To J. D. Hooker   25 [April 1867]1

Down

25th.

My dear Hooker

I was very much grieved at your not appearing on Sunday. I sincerely hope you did not fail on account of the baby.2

You were so kind as to offer your bed in Paris to our boys.3 Is the offer yet open? & for how long? Can you also tell us where they cd get additional beds & how live as cheaply as you said.

I sent to Fritz Müller in S. Brazil yr Genera Plantarum—which he has found extremely useful. He says he observes that you have not examined the seeds of Schizolobium & Norantea & he says he should have much pleasure in supplying you with any specimens of S. Brazilian plants.4

Can you spare me a copy of yr.
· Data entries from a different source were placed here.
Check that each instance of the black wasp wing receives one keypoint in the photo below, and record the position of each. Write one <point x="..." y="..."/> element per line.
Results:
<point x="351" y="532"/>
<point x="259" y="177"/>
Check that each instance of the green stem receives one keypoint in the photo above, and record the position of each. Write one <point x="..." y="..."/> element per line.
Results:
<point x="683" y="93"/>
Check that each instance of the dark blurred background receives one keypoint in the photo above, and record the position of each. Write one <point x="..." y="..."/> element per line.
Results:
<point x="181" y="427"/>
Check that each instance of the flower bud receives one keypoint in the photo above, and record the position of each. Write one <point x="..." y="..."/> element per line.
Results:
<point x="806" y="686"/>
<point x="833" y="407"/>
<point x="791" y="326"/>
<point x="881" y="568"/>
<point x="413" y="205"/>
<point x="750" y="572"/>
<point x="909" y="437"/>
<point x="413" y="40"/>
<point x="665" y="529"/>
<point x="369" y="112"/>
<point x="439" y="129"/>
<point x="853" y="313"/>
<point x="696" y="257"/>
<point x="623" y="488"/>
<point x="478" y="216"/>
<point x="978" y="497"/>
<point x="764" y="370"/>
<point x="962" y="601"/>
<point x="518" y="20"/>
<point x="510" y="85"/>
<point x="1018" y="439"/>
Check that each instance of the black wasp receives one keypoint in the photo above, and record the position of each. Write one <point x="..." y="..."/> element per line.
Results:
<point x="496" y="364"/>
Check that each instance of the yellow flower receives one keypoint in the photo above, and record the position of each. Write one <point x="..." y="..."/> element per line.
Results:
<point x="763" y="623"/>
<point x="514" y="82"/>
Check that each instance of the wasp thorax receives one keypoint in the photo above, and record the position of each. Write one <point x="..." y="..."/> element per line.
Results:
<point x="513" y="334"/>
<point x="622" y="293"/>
Insular Floras for I should like to send him one from you as I am sure he would appreciate it.5

It was a very gt. disappointment to me not seeing you on Sunday.

Yrs affectionately | C. Darwin

The year is established by the relationship between this letter and the letter from J. D. Hooker, 13 April 1867.
Hooker had planned to visit Down from Saturday 20 to Monday 22 April; Hooker’s son Reginald Hawthorn Hooker, born in January 1867, had been ill (see letter from J. D. Hooker, 13 April 1867).
See letter from J. D. Hooker, 13 April 1867. Hooker was attending the Paris exhibition as a juror (Gardeners’ Chronicle, 6 April 1867, p. 348).
See letter from Fritz Müller, 4 March 1867. CD had offered to send Fritz Müller a copy of the first two parts of Hooker and George Bentham’s Genera plantarum (Bentham and Hooker 1862–83) in his letter of 23 August [1866] (Correspondence vol. 14).